What will America be like in 2036

Old-age poverty: one in five affected in 2036

The risk of old-age poverty increases. A study by the Bertelsmann Foundation warns that 20 percent of future retirees could be affected by 2036.

Single women, people without vocational training and the long-term unemployed are particularly at risk of being poor in old age. Overall, the risk of old-age poverty among future retirees will increase from 16 percent (2015) to 20 percent by 2036. For single women, the basic social security rate will even increase from 16 to almost 28 percent between 2015 and 2036.

This would mean that one in five new pensioners would be threatened with old-age poverty. Among the single women, it would even be one in three for whom the pension would hardly be enough to survive without financial support from the state. Pensioners who have a monthly net income of less than 958 euros are considered to be at risk of poverty.


The authors of the study see two main factors as the cause of growing poverty in old age: mini-jobs, long periods of unemployment and precarious employment in the low-wage sector. On the other hand, the level of pensions is falling continuously due to demographic developments and changes in pension law. The private old-age provision created to compensate for this would not have the desired effect. The authors of the study criticize that our pension system is not adequately prepared for people with atypical employment and low incomes. "We need further reforms for retirement: When the baby boomer generation retires, there could be a rude awakening," explains Aart De Geus, CEO of the Bertelsmann Foundation in the press release on the study. "In order to make the pension system future-proof, we have to adapt it today to the changed framework conditions in the world of work."
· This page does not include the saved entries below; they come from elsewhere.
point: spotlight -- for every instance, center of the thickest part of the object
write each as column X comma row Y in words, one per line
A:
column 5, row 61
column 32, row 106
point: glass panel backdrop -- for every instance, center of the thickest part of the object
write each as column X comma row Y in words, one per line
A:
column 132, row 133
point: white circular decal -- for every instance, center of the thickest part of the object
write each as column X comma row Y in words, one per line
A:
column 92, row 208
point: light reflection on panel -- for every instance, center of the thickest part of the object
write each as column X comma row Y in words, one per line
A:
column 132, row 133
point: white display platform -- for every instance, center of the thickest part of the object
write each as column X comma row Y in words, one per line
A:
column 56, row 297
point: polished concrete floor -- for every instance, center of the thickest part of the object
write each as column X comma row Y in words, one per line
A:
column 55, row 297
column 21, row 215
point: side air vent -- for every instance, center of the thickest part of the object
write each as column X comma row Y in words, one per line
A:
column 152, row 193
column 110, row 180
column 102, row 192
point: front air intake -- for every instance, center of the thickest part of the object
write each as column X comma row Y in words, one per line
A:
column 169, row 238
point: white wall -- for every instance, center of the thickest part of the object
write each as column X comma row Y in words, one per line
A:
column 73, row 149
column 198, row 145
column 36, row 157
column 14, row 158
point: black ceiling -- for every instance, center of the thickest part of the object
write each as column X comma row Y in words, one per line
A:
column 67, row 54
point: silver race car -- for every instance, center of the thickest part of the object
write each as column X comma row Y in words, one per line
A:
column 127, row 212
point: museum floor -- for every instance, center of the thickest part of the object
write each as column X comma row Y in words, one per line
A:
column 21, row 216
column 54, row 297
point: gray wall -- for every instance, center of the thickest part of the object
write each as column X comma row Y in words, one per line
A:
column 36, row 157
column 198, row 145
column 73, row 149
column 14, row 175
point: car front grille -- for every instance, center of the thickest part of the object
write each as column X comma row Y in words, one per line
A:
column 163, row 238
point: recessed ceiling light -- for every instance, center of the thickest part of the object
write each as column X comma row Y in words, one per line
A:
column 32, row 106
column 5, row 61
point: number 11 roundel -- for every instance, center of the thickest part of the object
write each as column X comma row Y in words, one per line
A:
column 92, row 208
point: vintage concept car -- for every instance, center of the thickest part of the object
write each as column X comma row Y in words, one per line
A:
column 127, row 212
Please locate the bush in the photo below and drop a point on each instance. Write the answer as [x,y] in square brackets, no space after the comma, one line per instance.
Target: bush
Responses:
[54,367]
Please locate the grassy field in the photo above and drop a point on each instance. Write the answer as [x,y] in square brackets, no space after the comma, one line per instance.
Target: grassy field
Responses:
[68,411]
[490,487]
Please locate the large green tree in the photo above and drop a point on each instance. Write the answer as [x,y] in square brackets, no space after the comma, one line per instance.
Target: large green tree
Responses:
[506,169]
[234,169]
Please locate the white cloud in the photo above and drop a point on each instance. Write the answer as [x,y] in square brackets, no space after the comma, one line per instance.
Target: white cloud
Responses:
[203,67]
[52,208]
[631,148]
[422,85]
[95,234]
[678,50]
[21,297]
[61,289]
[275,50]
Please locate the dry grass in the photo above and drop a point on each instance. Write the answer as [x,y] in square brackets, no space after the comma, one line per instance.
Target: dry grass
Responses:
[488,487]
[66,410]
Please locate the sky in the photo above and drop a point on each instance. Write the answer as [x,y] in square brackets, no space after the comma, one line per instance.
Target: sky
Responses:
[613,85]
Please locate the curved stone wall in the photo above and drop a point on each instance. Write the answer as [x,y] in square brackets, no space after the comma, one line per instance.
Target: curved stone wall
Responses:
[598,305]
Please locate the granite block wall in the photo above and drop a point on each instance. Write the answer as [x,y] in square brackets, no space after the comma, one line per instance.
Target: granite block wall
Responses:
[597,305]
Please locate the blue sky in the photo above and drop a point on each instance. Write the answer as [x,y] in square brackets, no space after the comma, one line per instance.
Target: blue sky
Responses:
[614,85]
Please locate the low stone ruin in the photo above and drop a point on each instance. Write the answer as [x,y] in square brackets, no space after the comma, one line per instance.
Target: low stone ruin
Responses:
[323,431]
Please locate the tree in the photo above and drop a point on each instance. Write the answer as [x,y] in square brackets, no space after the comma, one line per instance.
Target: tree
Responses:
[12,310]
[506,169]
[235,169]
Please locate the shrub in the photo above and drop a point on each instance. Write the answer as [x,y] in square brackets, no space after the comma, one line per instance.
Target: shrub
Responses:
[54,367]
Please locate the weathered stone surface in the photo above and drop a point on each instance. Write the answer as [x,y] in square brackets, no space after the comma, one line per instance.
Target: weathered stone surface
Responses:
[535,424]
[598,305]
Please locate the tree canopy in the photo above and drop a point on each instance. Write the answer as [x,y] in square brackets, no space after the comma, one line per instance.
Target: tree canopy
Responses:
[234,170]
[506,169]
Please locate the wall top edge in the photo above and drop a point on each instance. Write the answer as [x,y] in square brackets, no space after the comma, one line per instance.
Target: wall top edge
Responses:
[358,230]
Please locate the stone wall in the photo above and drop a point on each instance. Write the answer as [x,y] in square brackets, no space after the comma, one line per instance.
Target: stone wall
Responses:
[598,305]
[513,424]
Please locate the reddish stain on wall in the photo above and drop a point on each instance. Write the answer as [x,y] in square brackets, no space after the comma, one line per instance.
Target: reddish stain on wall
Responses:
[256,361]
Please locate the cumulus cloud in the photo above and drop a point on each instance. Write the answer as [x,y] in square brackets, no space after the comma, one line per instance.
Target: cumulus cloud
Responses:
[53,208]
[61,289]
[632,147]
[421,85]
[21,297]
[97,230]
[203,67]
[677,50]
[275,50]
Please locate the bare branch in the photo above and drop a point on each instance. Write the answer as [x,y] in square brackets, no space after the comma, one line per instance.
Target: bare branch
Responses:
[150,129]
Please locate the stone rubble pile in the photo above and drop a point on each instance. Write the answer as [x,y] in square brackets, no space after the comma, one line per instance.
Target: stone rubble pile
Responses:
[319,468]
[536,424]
To stop the rise in old-age poverty, future pension reforms would have to focus more on the most vulnerable groups. "The current reform debates often ignore reality and hardly solve the underlying causes of poverty in old age," criticizes Christof Schiller, labor market expert at the Bertelsmann Foundation. "Discussions about a stabilization of the pension level do not help risk groups who can only live poorly on their salary during their professional years."